Utter nonsense. The people who spearheaded the anti-gun legislation in Colorado were long term (as in, multi-generational) residents. They were also recalled and removed from office. Multiple bills are currently in the system to revoke the magazine limits.
The magazine limit is a toothless law. There are specific exemptions for any magazine purchased prior to the ban. There are also specific exemptions allowing these magazines to be bought out of state and brought home. 

Colorado is a Shall Issue state, and is one of the more gun-friendly states in the US. NFA devices are legal. Open carry is legal. Limits on CCW holders are less restrictive than in many other states. Recognition of CCW permits from other states is basically "If you will allow ours, we will allow yours".

Is this another example of ignorance, or are you intentionally trying to distort the position of Colorado towards gun ownership?


----------



## elder999 (Apr 22, 2015)

Dirty Dog said:


> Now? You're talking about a law that has been in effect for years.
> 
> 
> 
> ...



Beat me to it. *QFFT*


----------



## PhotonGuy (Apr 25, 2015)

Dirty Dog said:


> Colorado is a Shall Issue state, and is one of the more gun-friendly states in the US. NFA devices are legal. Open carry is legal. Limits on CCW holders are less restrictive than in many other states. Recognition of CCW permits from other states is basically "If you will allow ours, we will allow yours".

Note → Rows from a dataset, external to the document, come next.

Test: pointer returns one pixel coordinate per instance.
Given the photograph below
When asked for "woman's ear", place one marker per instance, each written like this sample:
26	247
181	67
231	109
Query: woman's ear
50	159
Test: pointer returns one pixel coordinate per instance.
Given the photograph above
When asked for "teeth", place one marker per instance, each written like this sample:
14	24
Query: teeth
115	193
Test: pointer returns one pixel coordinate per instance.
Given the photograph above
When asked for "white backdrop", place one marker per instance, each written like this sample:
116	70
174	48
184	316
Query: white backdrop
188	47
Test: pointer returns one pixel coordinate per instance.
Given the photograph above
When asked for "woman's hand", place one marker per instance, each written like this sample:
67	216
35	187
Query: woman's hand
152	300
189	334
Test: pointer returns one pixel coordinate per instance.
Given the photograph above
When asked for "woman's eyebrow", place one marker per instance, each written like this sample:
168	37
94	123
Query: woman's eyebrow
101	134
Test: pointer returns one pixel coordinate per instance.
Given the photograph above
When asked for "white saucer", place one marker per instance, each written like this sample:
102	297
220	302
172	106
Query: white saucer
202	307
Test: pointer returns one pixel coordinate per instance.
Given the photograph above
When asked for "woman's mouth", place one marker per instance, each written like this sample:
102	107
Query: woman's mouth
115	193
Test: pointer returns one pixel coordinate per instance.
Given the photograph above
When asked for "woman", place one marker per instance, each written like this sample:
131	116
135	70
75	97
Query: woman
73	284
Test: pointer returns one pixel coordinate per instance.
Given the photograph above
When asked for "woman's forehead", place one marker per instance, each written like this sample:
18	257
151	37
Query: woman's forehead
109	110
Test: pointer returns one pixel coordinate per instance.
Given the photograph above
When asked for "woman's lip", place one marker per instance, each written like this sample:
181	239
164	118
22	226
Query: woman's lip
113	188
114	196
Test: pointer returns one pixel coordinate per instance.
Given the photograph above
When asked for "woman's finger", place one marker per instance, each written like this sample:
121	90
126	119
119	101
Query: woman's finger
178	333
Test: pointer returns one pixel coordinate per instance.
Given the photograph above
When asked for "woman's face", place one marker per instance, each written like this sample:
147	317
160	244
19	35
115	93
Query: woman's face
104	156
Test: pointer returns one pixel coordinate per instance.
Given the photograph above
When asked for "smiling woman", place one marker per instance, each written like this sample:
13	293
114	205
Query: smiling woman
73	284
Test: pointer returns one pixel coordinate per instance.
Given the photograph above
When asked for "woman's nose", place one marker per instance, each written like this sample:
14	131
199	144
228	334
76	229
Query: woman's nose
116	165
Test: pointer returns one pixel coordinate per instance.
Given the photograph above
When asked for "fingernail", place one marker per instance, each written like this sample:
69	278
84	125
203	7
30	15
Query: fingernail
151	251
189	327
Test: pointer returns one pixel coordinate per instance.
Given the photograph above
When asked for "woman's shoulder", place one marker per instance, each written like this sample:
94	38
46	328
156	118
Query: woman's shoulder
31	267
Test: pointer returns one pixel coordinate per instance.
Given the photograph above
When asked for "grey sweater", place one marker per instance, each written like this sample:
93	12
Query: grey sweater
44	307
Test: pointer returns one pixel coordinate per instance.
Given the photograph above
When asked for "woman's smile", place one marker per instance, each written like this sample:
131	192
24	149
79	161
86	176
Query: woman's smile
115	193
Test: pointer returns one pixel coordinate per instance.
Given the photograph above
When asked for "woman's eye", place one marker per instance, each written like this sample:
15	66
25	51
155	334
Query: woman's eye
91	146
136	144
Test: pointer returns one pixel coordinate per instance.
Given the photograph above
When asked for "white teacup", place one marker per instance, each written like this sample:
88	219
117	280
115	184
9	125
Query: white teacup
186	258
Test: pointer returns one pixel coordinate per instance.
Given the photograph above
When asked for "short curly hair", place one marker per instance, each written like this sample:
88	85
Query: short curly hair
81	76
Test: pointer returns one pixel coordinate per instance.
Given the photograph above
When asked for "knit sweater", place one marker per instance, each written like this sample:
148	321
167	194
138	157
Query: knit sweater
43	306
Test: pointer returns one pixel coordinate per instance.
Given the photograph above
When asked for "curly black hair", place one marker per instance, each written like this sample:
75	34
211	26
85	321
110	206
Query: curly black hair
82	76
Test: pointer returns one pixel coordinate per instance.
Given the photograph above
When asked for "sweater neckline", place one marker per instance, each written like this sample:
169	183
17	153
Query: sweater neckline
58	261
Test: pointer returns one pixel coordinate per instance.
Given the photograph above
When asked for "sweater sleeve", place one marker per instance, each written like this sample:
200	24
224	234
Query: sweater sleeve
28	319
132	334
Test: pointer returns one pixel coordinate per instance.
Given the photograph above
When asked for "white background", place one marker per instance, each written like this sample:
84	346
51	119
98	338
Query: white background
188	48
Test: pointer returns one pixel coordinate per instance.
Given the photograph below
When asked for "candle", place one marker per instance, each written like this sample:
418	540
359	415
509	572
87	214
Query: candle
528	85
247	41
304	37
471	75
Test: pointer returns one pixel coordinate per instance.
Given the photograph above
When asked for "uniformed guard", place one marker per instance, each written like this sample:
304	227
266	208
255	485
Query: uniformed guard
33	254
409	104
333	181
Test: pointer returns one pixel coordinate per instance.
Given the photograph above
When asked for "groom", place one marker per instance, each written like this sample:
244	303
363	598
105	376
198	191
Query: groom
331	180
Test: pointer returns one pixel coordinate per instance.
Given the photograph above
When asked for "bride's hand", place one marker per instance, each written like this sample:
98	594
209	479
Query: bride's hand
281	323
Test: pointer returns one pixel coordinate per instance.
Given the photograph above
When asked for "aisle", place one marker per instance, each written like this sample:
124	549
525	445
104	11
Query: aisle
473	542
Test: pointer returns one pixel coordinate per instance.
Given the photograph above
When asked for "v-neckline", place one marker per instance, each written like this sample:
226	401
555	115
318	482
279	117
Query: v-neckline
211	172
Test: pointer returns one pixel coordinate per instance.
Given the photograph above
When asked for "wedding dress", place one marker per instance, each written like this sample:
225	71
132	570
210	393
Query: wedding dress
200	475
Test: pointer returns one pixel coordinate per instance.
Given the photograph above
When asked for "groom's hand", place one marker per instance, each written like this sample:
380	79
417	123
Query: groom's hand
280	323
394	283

From what I heard, Colorado is shall issue only to residents of the state. If you live outside Colorado they don't issue to you. And they don't honor the Nevada carry permit which is honored in most states. I've spoken with people who travel through many of the western states and I visited some gun shops in Colorado.



Dirty Dog said:


> Is this another example of ignorance, or are you intentionally trying to distort the position of Colorado towards gun ownership?


Ignorance? You don't know me so you can't say anything about whether or not Im ignorant. If Im wrong than I stand corrected but Im not trying to make Colorado sound less gun friendly, Im just stating what I heard.


----------